Él alzó el otro brazo con algo familiar y de color beige.

–Te dejaste el abrigo en el estudio.

¿El director de una de las principales emisoras de radio de Londres conducía cincuenta kilómetros para llevarle el abrigo? No se lo creía.

–Me pareció un precio pequeño que pagar por largarme de allí –comentó. No se había permitido pensar en el documento firmado con el membrete de la emisora que en ese momento estaba en el escritorio de su casa, pero era evidente que en ese instante ambos lo hacían.

–¿Hay algún lugar más privado en el que podamos hablar?

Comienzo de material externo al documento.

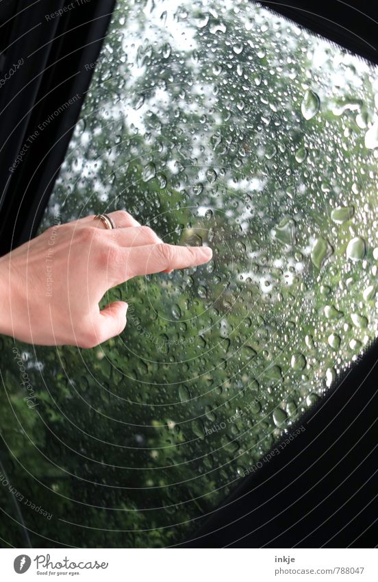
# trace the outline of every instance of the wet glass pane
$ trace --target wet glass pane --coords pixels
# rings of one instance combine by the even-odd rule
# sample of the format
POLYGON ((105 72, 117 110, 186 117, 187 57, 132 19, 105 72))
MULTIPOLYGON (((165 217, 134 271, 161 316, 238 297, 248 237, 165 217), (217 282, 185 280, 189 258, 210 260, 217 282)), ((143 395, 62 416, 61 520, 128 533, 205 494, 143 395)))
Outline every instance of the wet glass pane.
POLYGON ((119 0, 87 66, 41 230, 125 209, 214 260, 112 290, 97 348, 1 339, 0 531, 169 546, 376 336, 378 75, 247 0, 119 0))

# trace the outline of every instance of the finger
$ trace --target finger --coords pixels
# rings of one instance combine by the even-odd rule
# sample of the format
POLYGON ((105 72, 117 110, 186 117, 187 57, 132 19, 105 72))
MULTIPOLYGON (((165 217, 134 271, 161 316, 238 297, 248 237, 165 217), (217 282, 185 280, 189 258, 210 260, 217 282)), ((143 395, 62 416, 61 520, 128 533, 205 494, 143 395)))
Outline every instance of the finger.
POLYGON ((123 331, 126 326, 127 308, 128 305, 124 301, 115 301, 100 311, 94 325, 97 345, 123 331))
POLYGON ((129 228, 116 228, 111 234, 114 242, 121 247, 141 247, 158 245, 163 241, 149 226, 131 226, 129 228))
MULTIPOLYGON (((126 210, 114 210, 113 213, 108 213, 108 216, 113 219, 116 228, 128 228, 130 226, 140 226, 140 223, 131 216, 131 214, 126 210)), ((105 228, 105 226, 102 220, 94 220, 94 215, 86 216, 84 218, 80 218, 79 220, 74 221, 78 226, 85 224, 92 226, 105 228)))
POLYGON ((144 247, 133 247, 124 249, 121 257, 124 265, 121 268, 114 265, 118 270, 118 277, 123 277, 123 282, 138 275, 160 273, 173 269, 185 269, 196 267, 207 263, 212 256, 212 251, 208 247, 179 247, 175 245, 147 245, 144 247))

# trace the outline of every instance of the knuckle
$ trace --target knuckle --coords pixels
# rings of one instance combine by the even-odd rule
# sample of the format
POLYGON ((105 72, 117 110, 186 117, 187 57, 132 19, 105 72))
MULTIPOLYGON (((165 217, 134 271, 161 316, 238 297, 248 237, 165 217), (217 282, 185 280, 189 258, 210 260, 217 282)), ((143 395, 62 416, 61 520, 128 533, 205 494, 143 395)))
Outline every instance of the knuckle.
POLYGON ((155 243, 158 240, 157 234, 149 226, 140 226, 140 232, 143 238, 149 243, 155 243))
POLYGON ((155 251, 165 262, 169 263, 173 258, 173 250, 171 245, 167 245, 163 243, 161 245, 156 245, 155 251))
POLYGON ((120 249, 115 245, 104 243, 96 250, 97 263, 101 267, 113 265, 118 263, 120 258, 120 249))
POLYGON ((99 240, 101 230, 90 226, 83 226, 75 233, 75 238, 81 244, 88 245, 99 240))
POLYGON ((94 329, 87 330, 82 333, 78 345, 79 348, 84 348, 85 350, 90 350, 91 348, 95 348, 101 343, 100 338, 98 334, 95 332, 94 329))

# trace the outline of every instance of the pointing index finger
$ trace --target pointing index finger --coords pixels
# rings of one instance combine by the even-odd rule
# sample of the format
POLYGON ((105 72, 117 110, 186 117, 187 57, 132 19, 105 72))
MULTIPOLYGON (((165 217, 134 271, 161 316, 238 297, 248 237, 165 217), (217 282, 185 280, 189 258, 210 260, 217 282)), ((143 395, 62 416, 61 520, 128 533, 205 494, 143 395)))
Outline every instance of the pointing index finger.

–¿Tienes más que decir? –preguntó ella, pensando que valía la pena intentarlo.

–Sí –Zander miró a la gente que los rodeaba–. No tardaré mucho.

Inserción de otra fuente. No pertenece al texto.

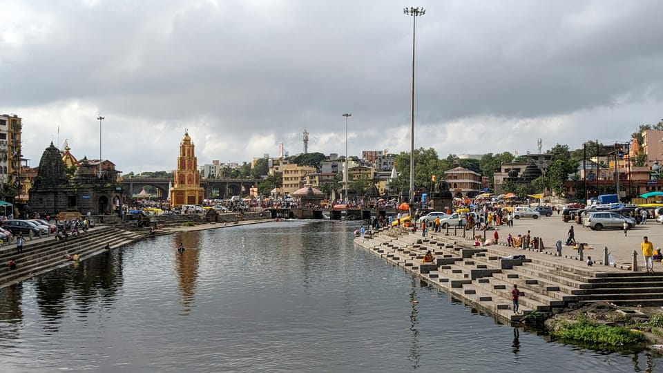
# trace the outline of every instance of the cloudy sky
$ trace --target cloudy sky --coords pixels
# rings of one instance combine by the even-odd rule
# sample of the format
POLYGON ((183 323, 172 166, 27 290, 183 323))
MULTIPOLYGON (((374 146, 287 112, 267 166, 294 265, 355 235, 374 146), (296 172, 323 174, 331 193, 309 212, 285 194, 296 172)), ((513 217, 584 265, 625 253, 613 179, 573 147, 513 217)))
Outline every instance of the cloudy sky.
POLYGON ((663 1, 0 0, 0 113, 125 173, 265 153, 524 153, 663 117, 663 1), (58 133, 58 128, 59 132, 58 133))

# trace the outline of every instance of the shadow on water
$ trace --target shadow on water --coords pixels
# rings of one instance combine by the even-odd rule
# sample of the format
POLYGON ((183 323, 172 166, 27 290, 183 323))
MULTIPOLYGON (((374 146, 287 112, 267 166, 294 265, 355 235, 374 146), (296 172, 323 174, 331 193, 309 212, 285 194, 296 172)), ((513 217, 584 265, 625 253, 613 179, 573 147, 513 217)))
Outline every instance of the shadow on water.
POLYGON ((61 318, 70 307, 83 316, 93 307, 112 309, 124 280, 122 260, 122 250, 106 252, 35 280, 44 330, 57 332, 61 318), (72 304, 67 304, 68 300, 72 304))
MULTIPOLYGON (((177 288, 180 290, 181 315, 188 315, 195 307, 195 287, 198 277, 200 256, 200 233, 179 232, 175 236, 177 245, 184 245, 185 250, 175 256, 175 272, 177 274, 177 288)), ((175 247, 173 248, 175 250, 175 247)))
MULTIPOLYGON (((410 347, 409 357, 410 361, 412 363, 413 370, 419 367, 419 358, 421 358, 419 338, 419 330, 418 329, 419 322, 417 319, 417 314, 419 314, 417 305, 419 303, 419 300, 417 299, 416 295, 416 278, 414 276, 412 278, 412 290, 410 292, 410 331, 412 332, 412 345, 410 347)), ((419 285, 421 286, 421 283, 420 283, 419 285)))

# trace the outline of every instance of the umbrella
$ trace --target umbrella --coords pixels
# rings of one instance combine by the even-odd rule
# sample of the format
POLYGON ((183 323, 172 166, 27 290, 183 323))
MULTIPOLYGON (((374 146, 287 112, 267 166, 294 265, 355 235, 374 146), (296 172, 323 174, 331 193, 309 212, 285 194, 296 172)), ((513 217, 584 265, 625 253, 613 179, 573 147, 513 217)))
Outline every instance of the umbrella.
POLYGON ((655 196, 657 196, 657 195, 663 195, 663 192, 662 192, 662 191, 648 192, 648 193, 644 193, 644 194, 641 194, 641 195, 640 195, 640 198, 650 198, 650 197, 655 197, 655 196))

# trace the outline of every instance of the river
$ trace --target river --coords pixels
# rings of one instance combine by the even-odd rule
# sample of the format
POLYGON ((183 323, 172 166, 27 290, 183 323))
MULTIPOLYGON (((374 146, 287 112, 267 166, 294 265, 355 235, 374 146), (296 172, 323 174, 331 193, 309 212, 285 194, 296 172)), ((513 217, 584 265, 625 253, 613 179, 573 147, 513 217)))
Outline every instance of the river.
POLYGON ((354 247, 358 227, 182 232, 5 288, 0 371, 663 371, 499 325, 354 247))

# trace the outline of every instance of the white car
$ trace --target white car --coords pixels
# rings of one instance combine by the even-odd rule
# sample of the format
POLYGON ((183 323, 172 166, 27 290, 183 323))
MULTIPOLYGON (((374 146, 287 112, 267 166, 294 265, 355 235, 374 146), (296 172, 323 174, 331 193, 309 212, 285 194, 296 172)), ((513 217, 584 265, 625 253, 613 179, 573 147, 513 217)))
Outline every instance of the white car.
POLYGON ((423 216, 419 218, 419 219, 416 220, 416 222, 421 223, 421 222, 426 222, 426 223, 433 223, 435 222, 435 219, 437 218, 439 218, 440 220, 441 220, 442 219, 444 219, 445 218, 448 218, 448 217, 449 216, 443 212, 433 211, 433 212, 428 213, 427 215, 424 215, 423 216))

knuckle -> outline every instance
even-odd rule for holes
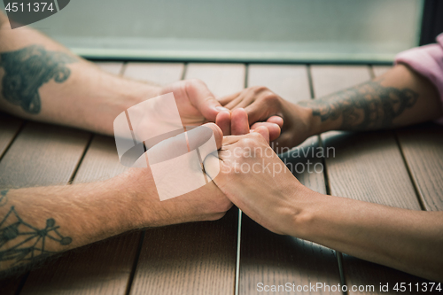
[[[278,97],[272,91],[266,91],[263,93],[262,99],[267,105],[273,105],[278,101]]]
[[[266,87],[266,86],[262,86],[262,85],[253,86],[253,89],[254,90],[254,92],[257,92],[257,93],[260,93],[260,92],[263,92],[263,91],[268,91],[268,90],[269,90],[269,89],[268,89],[268,87]]]

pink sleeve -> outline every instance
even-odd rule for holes
[[[399,53],[395,64],[403,63],[431,81],[443,104],[443,34],[437,36],[436,44],[416,47]],[[443,117],[437,120],[443,124]]]

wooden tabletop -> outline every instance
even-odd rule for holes
[[[198,78],[219,97],[266,85],[284,98],[315,99],[365,82],[388,66],[198,63],[98,63],[105,70],[167,84]],[[330,132],[300,148],[335,157],[294,175],[314,190],[414,210],[443,209],[443,128],[424,124],[370,133]],[[0,113],[0,188],[105,180],[123,172],[113,137]],[[319,245],[264,229],[237,208],[216,221],[131,232],[67,252],[46,266],[0,281],[0,294],[257,294],[257,284],[379,285],[426,282]],[[331,288],[332,289],[332,288]],[[368,289],[367,289],[368,290]],[[277,293],[286,293],[284,291]],[[341,291],[292,292],[343,294]],[[416,294],[412,292],[411,294]],[[427,292],[429,293],[429,292]],[[401,292],[401,294],[409,294]]]

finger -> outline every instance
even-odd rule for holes
[[[257,122],[251,126],[251,129],[256,129],[259,127],[265,127],[268,128],[269,132],[269,140],[275,141],[280,136],[280,133],[282,132],[282,129],[280,128],[280,126],[275,123],[269,123],[269,122]]]
[[[202,126],[210,128],[213,130],[214,136],[215,138],[215,144],[217,145],[217,150],[220,149],[223,142],[223,132],[222,131],[222,129],[214,123],[206,123]]]
[[[266,139],[268,144],[269,144],[269,130],[266,127],[259,126],[253,132],[260,134]]]
[[[215,124],[222,129],[223,136],[230,136],[230,113],[222,111],[215,118]]]
[[[191,81],[186,83],[186,93],[190,103],[209,121],[215,121],[221,111],[228,111],[215,99],[206,84],[201,81]]]
[[[243,91],[243,90],[242,90]],[[219,103],[222,105],[228,105],[229,103],[230,103],[232,100],[234,100],[236,97],[237,97],[240,93],[242,93],[242,91],[238,91],[238,92],[236,92],[236,93],[233,93],[233,94],[230,94],[229,96],[226,96],[226,97],[223,97],[222,98],[219,99]]]
[[[230,114],[230,132],[233,136],[249,133],[248,115],[245,109],[235,109]]]
[[[280,128],[283,128],[284,120],[280,116],[272,116],[269,119],[268,119],[266,121],[268,123],[277,124],[278,126],[280,126]]]

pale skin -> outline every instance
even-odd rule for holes
[[[164,93],[174,93],[185,126],[214,121],[226,110],[201,81],[160,87],[124,79],[101,71],[34,29],[11,30],[1,12],[0,26],[3,112],[113,136],[118,114]],[[215,124],[207,126],[220,133]],[[279,130],[278,126],[274,129]],[[217,137],[219,145],[221,141]],[[149,167],[131,168],[94,183],[0,189],[0,272],[7,276],[54,252],[130,229],[216,220],[231,206],[214,182],[160,202]],[[37,236],[27,240],[33,232]]]
[[[229,112],[220,109],[221,105],[201,82],[181,82],[161,88],[121,79],[75,58],[35,31],[21,28],[12,34],[4,29],[9,24],[0,13],[0,21],[2,19],[0,54],[39,44],[45,52],[65,53],[68,58],[64,58],[66,64],[62,63],[61,67],[70,70],[69,77],[63,82],[56,82],[52,77],[42,83],[38,91],[41,98],[38,113],[30,113],[23,106],[0,97],[0,109],[5,112],[30,120],[112,135],[113,120],[120,113],[144,99],[173,91],[179,108],[186,114],[186,124],[217,122],[221,129],[214,124],[209,127],[219,138],[219,147],[222,135],[239,136],[224,137],[220,151],[222,173],[214,182],[164,202],[159,202],[154,191],[149,168],[129,169],[112,181],[102,182],[1,190],[0,216],[5,216],[13,207],[23,221],[35,228],[52,225],[52,221],[48,221],[51,219],[55,225],[50,228],[59,227],[58,231],[65,239],[60,237],[63,243],[51,240],[48,243],[48,251],[69,250],[132,229],[218,219],[231,206],[232,201],[276,233],[311,240],[431,280],[443,280],[443,257],[439,252],[443,245],[441,213],[397,209],[321,195],[302,186],[283,167],[283,172],[276,177],[266,173],[235,174],[229,169],[232,161],[229,160],[230,158],[226,152],[247,147],[269,150],[267,140],[277,138],[280,127],[283,127],[278,137],[280,146],[294,146],[312,135],[328,130],[392,128],[441,116],[443,111],[432,85],[407,66],[397,66],[376,80],[376,84],[363,86],[361,91],[370,93],[379,91],[380,87],[382,91],[408,89],[414,92],[412,95],[404,91],[392,92],[400,97],[404,104],[392,102],[391,110],[385,109],[376,99],[372,109],[377,112],[371,113],[370,120],[363,115],[364,108],[353,106],[354,105],[349,102],[364,102],[367,98],[367,96],[359,95],[359,90],[355,90],[358,88],[349,93],[325,97],[318,104],[292,105],[264,87],[256,87],[222,99],[222,105],[234,109]],[[4,77],[4,66],[0,66],[0,79]],[[398,111],[401,105],[405,108],[402,112],[392,114],[392,109]],[[36,109],[33,104],[26,107],[32,111]],[[254,133],[250,133],[250,126],[255,129]],[[244,134],[246,135],[240,136]],[[265,163],[283,165],[276,155],[270,154],[270,157],[235,159],[237,165],[261,165],[262,159]],[[209,158],[206,160],[219,159]],[[89,198],[92,193],[95,198]],[[45,198],[41,198],[43,195]],[[107,206],[107,210],[103,210],[104,206]],[[9,240],[2,240],[5,242],[4,247],[12,248],[11,237],[13,237],[13,230],[9,231]],[[26,266],[29,262],[33,261],[19,260],[14,256],[12,260],[1,260],[0,270]]]
[[[229,109],[245,108],[249,115],[249,121],[245,117],[240,128],[245,136],[224,138],[219,153],[222,173],[214,179],[245,214],[277,234],[443,282],[443,212],[406,210],[323,195],[301,185],[285,167],[274,177],[267,171],[234,172],[244,163],[284,166],[275,153],[250,157],[246,152],[251,147],[271,149],[260,136],[248,134],[247,128],[266,126],[257,121],[277,122],[276,115],[284,121],[277,140],[280,146],[289,147],[329,130],[391,128],[439,118],[441,103],[429,81],[398,65],[373,82],[299,105],[265,87],[245,89],[221,102]],[[224,120],[222,116],[221,113],[217,120]],[[226,151],[236,148],[248,156],[237,152],[240,157],[234,157]]]
[[[165,93],[174,93],[185,126],[214,121],[221,110],[227,110],[201,81],[160,87],[124,79],[101,71],[35,30],[11,30],[1,12],[0,24],[3,112],[113,136],[118,114]],[[244,115],[242,111],[229,113],[234,128],[236,118]],[[222,131],[214,123],[206,126],[214,130],[220,147]],[[279,127],[271,128],[276,138]],[[217,220],[231,206],[214,182],[160,202],[149,166],[93,183],[0,189],[0,276],[128,230]]]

–Estamos en un edificio con medidas de seguridad. No puedo llevarte dentro. Demos un paseo.

Se puso el abrigo y juntos atravesaron las enormes puertas del centro de visitas.

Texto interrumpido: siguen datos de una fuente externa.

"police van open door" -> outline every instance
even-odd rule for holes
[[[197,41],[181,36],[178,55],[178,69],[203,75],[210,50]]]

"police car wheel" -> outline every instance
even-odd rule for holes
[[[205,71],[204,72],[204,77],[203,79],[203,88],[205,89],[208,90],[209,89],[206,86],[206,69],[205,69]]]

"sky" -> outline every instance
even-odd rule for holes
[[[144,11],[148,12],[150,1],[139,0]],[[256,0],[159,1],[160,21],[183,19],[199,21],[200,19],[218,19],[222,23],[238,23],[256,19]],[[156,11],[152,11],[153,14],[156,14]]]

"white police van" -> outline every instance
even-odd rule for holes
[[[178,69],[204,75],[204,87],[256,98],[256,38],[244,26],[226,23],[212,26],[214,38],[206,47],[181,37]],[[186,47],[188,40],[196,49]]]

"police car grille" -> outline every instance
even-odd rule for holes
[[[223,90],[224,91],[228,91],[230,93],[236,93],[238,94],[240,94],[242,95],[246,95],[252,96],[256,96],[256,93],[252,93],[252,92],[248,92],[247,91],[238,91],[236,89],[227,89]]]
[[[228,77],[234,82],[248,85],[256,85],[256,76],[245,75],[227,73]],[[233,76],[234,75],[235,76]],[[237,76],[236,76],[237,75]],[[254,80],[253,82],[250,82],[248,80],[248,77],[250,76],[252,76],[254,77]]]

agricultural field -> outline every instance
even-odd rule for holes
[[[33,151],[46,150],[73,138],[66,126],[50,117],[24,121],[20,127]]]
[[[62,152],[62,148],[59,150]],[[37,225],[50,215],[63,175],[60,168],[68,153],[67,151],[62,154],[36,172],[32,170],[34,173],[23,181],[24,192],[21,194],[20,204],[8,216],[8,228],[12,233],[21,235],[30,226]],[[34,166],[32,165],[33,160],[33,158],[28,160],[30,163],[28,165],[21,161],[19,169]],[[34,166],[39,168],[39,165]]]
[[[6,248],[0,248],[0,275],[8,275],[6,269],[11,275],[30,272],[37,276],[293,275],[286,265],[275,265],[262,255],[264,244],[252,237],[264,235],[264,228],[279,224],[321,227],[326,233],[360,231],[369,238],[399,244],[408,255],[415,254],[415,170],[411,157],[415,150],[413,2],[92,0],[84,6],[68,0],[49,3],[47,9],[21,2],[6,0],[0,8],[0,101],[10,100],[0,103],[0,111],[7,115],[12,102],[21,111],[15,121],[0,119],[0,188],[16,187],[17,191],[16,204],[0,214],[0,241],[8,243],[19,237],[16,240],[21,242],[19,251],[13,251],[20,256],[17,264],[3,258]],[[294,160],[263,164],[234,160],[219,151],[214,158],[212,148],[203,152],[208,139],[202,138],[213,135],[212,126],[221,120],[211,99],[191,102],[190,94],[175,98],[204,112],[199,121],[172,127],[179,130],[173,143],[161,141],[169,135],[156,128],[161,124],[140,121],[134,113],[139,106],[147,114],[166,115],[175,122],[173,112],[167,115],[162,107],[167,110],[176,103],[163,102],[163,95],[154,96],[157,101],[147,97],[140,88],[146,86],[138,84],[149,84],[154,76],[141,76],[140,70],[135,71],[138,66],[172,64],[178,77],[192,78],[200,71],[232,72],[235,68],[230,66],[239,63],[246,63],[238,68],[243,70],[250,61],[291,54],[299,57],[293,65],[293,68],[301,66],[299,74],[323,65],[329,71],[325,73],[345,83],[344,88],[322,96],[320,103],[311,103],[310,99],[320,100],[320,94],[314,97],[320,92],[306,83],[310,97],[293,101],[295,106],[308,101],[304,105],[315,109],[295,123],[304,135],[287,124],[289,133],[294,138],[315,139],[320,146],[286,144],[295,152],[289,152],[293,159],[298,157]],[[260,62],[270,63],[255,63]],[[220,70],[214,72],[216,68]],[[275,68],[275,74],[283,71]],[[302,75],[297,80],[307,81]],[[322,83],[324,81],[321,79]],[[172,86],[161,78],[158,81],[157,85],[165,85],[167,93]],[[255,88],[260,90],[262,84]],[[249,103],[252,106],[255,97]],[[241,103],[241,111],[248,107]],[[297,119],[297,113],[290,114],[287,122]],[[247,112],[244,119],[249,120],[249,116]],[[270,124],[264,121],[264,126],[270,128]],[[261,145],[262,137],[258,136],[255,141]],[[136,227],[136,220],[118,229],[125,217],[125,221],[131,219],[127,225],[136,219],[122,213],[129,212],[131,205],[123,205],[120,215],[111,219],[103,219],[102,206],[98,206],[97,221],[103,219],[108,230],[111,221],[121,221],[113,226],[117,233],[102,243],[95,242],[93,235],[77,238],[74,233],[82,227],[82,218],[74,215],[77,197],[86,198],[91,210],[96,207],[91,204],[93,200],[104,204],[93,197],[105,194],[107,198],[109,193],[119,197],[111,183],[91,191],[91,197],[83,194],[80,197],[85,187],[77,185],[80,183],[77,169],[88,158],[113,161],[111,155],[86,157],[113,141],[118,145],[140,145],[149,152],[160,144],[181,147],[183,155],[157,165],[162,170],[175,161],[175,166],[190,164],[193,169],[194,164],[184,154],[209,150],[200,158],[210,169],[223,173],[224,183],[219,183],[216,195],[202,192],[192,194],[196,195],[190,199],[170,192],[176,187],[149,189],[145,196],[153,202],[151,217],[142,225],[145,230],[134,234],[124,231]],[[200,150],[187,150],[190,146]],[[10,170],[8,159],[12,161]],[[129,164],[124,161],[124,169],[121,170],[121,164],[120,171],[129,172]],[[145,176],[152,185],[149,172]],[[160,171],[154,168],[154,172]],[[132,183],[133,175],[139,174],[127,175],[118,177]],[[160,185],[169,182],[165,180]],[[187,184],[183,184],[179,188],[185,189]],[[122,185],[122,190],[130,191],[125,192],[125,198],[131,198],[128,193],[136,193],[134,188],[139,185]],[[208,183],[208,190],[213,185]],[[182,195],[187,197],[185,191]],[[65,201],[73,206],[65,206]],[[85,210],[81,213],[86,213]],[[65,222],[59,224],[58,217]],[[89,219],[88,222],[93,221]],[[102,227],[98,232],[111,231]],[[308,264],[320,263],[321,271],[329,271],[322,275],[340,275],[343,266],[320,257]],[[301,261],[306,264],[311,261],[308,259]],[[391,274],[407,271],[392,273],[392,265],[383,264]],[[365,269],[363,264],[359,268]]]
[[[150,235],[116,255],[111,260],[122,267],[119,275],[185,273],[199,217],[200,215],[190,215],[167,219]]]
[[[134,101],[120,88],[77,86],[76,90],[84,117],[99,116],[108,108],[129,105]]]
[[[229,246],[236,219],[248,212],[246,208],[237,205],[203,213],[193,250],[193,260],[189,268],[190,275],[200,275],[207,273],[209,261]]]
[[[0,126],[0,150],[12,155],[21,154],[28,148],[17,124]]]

–A la parte de atrás –indicó ella de forma escueta.

Con su tarjeta de identificación obtuvo acceso a la entrada trasera que daba al bosque Bethlehem. Lo más privado que conseguirían un sábado. Cualquier otra persona podría haberse mostrado aprensiva por entrar en un bosque aislado con un desconocido, pero lo único que veía Georgia era la forma fuerte y firme de la espalda de él cuando la protegió en el ascensor de los ojos curiosos en el momento en que su mundo se había desmoronado.

No había ido a hacerle daño.

–¿Cómo me has encontrado? –le preguntó.

–El teléfono de tu trabajo figuraba entre los otros contactos en nuestros archivos. Llamé ayer y supe dónde estaba.

–Te has arriesgado al venir hasta aquí un sábado.

–Primero he ido a tu apartamento. No estabas allí.

¿De modo que había realizado todo ese trayecto sin la certeza de encontrarla? Desde luego, se estaba tomando demasiadas molestias para verla.

–¿No habría bastado una llamada telefónica?

–Te dejé tres mensajes.

–Sí, yo... –¿qué podía decir que no sonara patético? Nada–. He empezado por los primeros y aún no he llegado a los últimos.

Él gruñó.

–Me imaginé que el enfoque personal daría mejores resultados.

–¿Qué puedo hacer por ti? –inquirió ella. La paciencia no era una de sus virtudes.

La miró de reojo.

–En todo caso, ¿cómo estás?

Qué pregunta. Rechazada. Humillada. En boca de ocho millones de desconocidos.

–Bien. Nunca he estado mejor.

–Ese es el espíritu –Zander sonrió.

Georgia se detuvo. No había salido al bosque para mantener una charla superficial con un extraño.

–Lamento ser tan directa, pero... ¿qué quieres?